Random Ellipsoid Buddha Molecule Dryer

Handle
Number of points 100000 100000 542548 525296 49787

Simple_cartesian<double> 0.69 0.627 4.21 3.8 \( \infty \)-loop

Exact_predicates_inexact_constructions_kernel 0.824 0.749 4.99 4.64 1.68

Exact_predicates_exact_constructions_kernel 4.59 3.85 30.1 26.4 4.57

Simple_cartesian<Gmpq> 492 534 1120 1030 75.2

Figure 42.9 Running times (seconds) for various kernels and data sets.

api1_01.png
b35-1.png
HD.png

Figure 42.10 Data sets used in the benchmark of Figure 42.9.

Design and Implementation History

Monique Teillaud started to work on the 3D triangulation packages in 1997, following the design of the 2D triangulation packages. The notions of degenerate dimensions and infinite vertex were formalized [20] and induced changes in the 2D triangulation packages. The packages were first released in CGAL 2.1. They contained basic functionalities on triangulations, Delaunay triangulations, regular triangulations.

A first version of removal of a vertex from a Delaunay triangulation was released in CGAL 2.2. However, this removal became really robust only in CGAL 2.3, after some research that allowed to deal with degenerate cases quite easily [8]. Andreas Fabri implemented this revised version of the removal, and a faster removal algorithm for CGAL 3.0.

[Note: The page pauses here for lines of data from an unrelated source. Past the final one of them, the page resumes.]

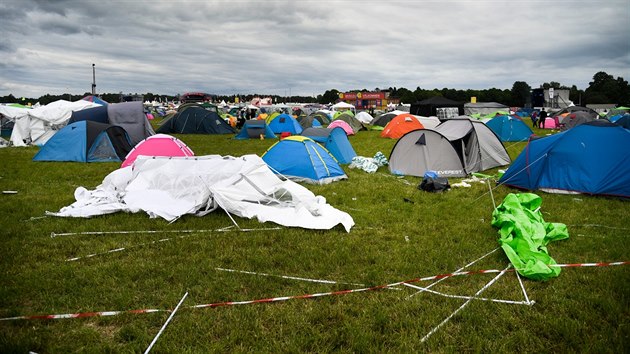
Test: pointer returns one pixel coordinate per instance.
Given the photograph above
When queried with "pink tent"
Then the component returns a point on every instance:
(158, 145)
(550, 123)
(345, 126)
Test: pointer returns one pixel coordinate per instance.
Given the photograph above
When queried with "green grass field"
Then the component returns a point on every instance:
(401, 233)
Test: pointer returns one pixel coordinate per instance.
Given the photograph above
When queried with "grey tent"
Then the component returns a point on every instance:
(130, 116)
(577, 118)
(455, 148)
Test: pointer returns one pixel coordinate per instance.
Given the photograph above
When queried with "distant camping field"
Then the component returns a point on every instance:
(418, 271)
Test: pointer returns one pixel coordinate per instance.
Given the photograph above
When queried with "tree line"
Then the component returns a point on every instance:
(603, 89)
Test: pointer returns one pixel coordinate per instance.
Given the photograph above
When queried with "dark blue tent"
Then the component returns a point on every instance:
(95, 99)
(509, 128)
(334, 140)
(196, 120)
(591, 158)
(95, 114)
(623, 121)
(86, 141)
(303, 160)
(254, 128)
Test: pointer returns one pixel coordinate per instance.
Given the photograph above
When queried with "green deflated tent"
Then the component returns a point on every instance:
(524, 235)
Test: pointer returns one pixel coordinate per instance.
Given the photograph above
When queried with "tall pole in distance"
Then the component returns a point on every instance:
(93, 80)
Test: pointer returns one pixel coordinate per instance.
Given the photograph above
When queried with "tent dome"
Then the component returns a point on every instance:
(589, 158)
(302, 159)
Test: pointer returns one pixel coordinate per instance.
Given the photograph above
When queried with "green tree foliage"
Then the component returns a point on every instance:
(603, 89)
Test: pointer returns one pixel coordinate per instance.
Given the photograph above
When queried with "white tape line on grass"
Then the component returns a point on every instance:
(165, 324)
(469, 297)
(287, 277)
(308, 296)
(464, 304)
(161, 240)
(459, 270)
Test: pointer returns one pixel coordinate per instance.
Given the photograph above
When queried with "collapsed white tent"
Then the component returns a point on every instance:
(41, 123)
(170, 187)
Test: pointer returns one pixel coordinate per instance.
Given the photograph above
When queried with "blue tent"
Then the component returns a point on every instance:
(86, 141)
(95, 99)
(334, 140)
(509, 128)
(591, 158)
(624, 121)
(285, 123)
(253, 129)
(302, 159)
(96, 114)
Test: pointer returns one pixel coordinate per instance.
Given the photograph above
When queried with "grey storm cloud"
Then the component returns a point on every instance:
(306, 47)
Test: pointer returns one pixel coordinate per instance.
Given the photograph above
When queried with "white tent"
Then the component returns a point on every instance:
(342, 106)
(428, 122)
(42, 122)
(364, 117)
(171, 187)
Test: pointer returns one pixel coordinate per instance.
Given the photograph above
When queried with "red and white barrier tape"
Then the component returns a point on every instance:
(80, 315)
(305, 296)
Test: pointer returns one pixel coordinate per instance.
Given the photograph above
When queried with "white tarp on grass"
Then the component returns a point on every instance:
(172, 187)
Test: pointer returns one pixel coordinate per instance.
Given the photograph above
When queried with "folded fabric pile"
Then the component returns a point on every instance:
(369, 164)
(524, 235)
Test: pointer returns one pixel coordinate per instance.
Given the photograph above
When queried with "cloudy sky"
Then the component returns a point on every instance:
(306, 47)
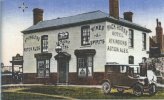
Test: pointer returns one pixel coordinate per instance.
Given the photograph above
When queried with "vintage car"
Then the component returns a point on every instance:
(124, 77)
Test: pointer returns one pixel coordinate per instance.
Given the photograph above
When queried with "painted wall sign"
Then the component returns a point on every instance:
(97, 30)
(63, 40)
(64, 44)
(117, 27)
(32, 37)
(118, 41)
(97, 27)
(28, 49)
(63, 35)
(97, 42)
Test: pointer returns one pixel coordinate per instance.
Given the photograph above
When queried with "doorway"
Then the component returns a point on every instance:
(63, 67)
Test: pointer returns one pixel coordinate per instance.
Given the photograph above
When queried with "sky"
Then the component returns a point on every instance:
(14, 20)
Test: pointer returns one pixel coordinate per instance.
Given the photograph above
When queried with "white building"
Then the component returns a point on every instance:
(89, 41)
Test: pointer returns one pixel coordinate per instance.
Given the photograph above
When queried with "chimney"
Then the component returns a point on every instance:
(37, 15)
(114, 8)
(128, 16)
(159, 35)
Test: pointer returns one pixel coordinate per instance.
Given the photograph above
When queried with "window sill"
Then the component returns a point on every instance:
(83, 77)
(131, 47)
(83, 46)
(42, 77)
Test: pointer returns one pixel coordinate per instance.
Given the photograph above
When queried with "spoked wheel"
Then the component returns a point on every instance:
(106, 87)
(120, 90)
(152, 89)
(138, 90)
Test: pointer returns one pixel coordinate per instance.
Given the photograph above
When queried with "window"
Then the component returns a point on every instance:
(44, 43)
(43, 69)
(131, 39)
(144, 41)
(123, 69)
(85, 35)
(85, 66)
(131, 60)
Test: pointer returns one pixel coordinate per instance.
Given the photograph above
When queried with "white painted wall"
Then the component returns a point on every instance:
(102, 55)
(75, 43)
(122, 57)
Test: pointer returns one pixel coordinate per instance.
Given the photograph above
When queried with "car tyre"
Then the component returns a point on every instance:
(106, 87)
(152, 89)
(138, 90)
(120, 90)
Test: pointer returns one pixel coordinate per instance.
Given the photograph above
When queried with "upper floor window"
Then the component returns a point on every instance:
(131, 39)
(131, 60)
(44, 43)
(85, 66)
(43, 68)
(85, 35)
(144, 41)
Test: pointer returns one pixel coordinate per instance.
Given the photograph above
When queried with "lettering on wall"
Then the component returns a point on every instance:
(32, 37)
(32, 48)
(117, 27)
(63, 35)
(118, 41)
(97, 42)
(97, 30)
(28, 49)
(63, 40)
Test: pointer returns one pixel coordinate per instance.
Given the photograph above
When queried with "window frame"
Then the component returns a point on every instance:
(86, 66)
(85, 35)
(44, 47)
(45, 68)
(144, 41)
(131, 38)
(131, 59)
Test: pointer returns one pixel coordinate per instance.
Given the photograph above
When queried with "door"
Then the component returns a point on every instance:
(63, 71)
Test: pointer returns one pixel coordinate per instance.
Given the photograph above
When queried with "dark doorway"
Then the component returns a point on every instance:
(63, 71)
(63, 67)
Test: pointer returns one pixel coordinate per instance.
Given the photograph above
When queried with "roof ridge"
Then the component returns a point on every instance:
(75, 15)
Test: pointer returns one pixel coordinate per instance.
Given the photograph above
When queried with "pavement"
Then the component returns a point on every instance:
(89, 86)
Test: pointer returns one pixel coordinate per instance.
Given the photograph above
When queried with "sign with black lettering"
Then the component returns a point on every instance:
(63, 35)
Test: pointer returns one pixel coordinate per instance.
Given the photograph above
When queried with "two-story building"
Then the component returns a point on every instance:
(75, 49)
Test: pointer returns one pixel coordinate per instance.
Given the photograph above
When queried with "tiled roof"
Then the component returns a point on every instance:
(80, 18)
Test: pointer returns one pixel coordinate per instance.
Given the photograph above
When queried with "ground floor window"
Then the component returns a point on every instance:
(43, 64)
(43, 68)
(85, 61)
(85, 66)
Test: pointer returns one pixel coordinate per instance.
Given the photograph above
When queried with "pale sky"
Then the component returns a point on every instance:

The latter algorithm was proposed by Mariette Yvinec, who contributed in several ways to the package, first since she was maintaining the close 2D triangulation package and participated in many discussions, she also wrote the traits classes for regular triangulations.

In 2000, Sylvain Pion started working on these packages. He improved the efficiency of triangulations in CGAL 2.3 and 2.4 in several ways [6] he implemented the Delaunay hierarchy [12] in 2.3, he improved the memory footprint in 2.4 and 3.0, he also performed work on arithmetic filters [7] (see Filtered_kernel) to improve the speed of triangulations. He changed the design in CGAL 3.0, allowing users to add handles in their own vertices and cells.

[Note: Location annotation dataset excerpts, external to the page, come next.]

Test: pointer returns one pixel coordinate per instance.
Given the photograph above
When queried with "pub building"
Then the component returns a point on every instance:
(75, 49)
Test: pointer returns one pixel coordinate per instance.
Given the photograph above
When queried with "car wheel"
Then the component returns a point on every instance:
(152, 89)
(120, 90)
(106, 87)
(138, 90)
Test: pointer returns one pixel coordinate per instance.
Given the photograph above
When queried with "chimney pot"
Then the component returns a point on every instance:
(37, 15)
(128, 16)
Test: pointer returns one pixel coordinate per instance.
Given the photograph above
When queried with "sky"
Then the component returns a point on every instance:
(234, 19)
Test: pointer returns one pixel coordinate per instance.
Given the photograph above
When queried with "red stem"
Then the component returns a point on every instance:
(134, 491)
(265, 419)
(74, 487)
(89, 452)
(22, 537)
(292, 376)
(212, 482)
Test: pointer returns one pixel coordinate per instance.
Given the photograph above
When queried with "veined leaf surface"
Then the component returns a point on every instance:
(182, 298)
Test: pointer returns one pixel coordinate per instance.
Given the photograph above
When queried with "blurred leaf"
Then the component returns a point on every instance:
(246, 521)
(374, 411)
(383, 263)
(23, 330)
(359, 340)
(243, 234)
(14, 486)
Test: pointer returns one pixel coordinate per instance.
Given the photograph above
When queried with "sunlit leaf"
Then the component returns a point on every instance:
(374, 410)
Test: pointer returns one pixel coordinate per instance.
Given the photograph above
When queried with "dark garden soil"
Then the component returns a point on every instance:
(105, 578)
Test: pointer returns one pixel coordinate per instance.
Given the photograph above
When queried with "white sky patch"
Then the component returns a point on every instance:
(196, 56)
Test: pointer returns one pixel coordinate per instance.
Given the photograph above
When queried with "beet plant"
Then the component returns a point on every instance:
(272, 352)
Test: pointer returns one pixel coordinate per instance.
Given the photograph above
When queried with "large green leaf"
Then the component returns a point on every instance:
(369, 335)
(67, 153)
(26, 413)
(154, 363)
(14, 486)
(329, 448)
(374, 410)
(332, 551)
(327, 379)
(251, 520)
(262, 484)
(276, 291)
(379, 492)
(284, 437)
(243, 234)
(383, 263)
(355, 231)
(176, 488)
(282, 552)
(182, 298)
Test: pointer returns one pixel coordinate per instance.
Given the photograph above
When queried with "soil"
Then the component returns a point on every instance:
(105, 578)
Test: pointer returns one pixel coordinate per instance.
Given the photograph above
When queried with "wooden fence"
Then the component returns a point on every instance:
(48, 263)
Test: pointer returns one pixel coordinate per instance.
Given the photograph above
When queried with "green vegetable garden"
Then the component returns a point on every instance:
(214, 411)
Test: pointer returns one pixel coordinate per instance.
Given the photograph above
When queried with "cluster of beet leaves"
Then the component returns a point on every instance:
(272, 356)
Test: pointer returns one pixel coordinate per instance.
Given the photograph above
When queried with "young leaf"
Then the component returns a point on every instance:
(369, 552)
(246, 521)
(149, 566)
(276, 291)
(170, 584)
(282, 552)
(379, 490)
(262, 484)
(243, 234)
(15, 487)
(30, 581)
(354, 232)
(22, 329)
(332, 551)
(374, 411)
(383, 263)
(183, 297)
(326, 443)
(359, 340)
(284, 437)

Olivier Devillers, co-author of preliminary versions of the CGAL 2d triangulations, participated in many discussions, in particular about the perturbations, and more concretely in the implementation of the Delaunay hierarchy.

In 2005, Christophe Delage implemented the vertex removal function for regular triangulations, using the symbolic perturbation proposed in [9], which allowed to release this functionality in CGAL 3.2.

In 2006, Nico Kruithof wrote the Triangulation_simplex_3 class that can store simplices of any dimension and improved the internal organization of the code.

As of March 2007, Christophe Delage made the iterator range insert methods and constructors use spatial_sort to improve efficiency.

In 2008, Camille Wormser added a few more iterators in the package that were integrated in release 3.4.

In 2009, Sylvain Pion simplified the design of the Delaunay hierarchy so that it became the simple Fast_location policy in release 3.6.

In 2010, Pedro de Castro and Olivier Devillers added the point displacement in release 3.7.

In 2011, Pedro de Castro and Olivier Devillers implemented in release 3.8 the structural filtering method, improving the efficiency of point location.

A new demo of this package was introduced in CGAL 3.8, coded by Fei (Sophie) Che, who was co-mentored by Manuel Caroli and Monique Teillaud in the framework of the Google Summer of Code, 2010.

In 2013, Clément Jamin added parallel algorithms (insert, remove) to the Delaunay and regular triangulations.

The authors wish to thank Lutz Kettner for inspiring discussions about the design of CGAL. Jean-Daniel Boissonnat is also acknowledged [5].